Vermont committee weighs changes to statewide school‑employee health‑benefits commission and cost controls
Loading...
Summary
Lawmakers heard Legislative Council and stakeholder testimony on proposals (H.842 and related drafts) to change the composition and decision rules of the commission that negotiates statewide school employee health benefits, including a proposed 88% actuarial‑value cap and options to centralize some HRA administration.
The Vermont Senate Finance Committee on Feb. 10 held an extended information session on the state’s Commission on Public School Employee Health Benefits and proposals to reform how school employee health plans are negotiated and administered.
Jani of the Legislative Council described the current statutory scheme: the commission reviews health plans developed with Blue Cross Blue Shield, determines employer/employee cost‑sharing and eligibility, and oversees dispute resolution that can include fact‑finding and arbitration. She outlined the statutory timetable and described how, under recent contract extensions, the earliest renegotiation would begin in April 2027 with potential arbitration outcomes by December 2027 and plan effective dates in January 2029 under current timelines.
The committee reviewed draft changes in H.842 that would alter the commission’s composition (reducing the partisan 5‑and‑5 structure and adding executive‑branch designees such as the secretary of education and tax commissioner), move some decisions to simple majority votes, cap the commission’s determination of first‑dollar responsibility so the overall actuarial value of plans would not exceed 88%, and allow the Agency of Education to contract with a single third‑party administrator for health‑reimbursement arrangements.
Sue Zaglowski, executive director of the Vermont School Boards Association, and Mark Koenig, VSBA’s policy director, supported reforms aimed at cost containment. Zaglowski said the existing process has not slowed the growth of school‑employee health costs and argued changes are needed "to avoid further jeopardizing educational opportunities for students and also for maintenance of our school facilities." Mark Koenig described the commission’s choices as a major cost driver for district budgets and noted that an 88% cap on actuarial value was among the measures VSBA supports.
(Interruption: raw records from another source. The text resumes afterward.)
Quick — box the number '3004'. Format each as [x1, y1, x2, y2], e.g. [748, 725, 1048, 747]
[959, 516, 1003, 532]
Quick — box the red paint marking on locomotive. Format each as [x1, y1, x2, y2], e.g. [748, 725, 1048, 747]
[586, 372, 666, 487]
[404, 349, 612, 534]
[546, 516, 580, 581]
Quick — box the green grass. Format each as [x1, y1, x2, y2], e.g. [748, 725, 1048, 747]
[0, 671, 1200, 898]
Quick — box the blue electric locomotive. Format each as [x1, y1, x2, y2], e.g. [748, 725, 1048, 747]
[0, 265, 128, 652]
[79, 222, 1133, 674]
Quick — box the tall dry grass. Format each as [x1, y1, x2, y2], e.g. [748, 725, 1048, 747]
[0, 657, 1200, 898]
Representatives of the Vermont NEA warned the committee that changing the statutory arbitration framework could weaken collective‑bargaining incentives. Con Robinson and Rebecca Brown (Vermont NEA) and Rebecca McBroom (NEA general counsel) cautioned that permitting an arbitrator to "mix and match" elements rather than select a full last‑best offer could reduce the pressure for negotiated compromise, and they stressed the real income and job impacts for teachers and support staff if benefit costs rose or budgets were cut.
Committee members debated the tradeoffs: whether shifting the panel composition would remove health benefits from the collective‑bargaining process, whether executive designees would be sufficiently neutral, and how long it would take for any statutory changes to affect local district budgets given current contract timings. Presenters offered fiscal illustrations: VSBA materials showed a model where a cap at 88% would reduce projected increases and that unchecked trends could add hundreds of millions to school health costs over a decade.
No vote was taken on H.842; the hearing was informational and the committee moved on to later agenda items.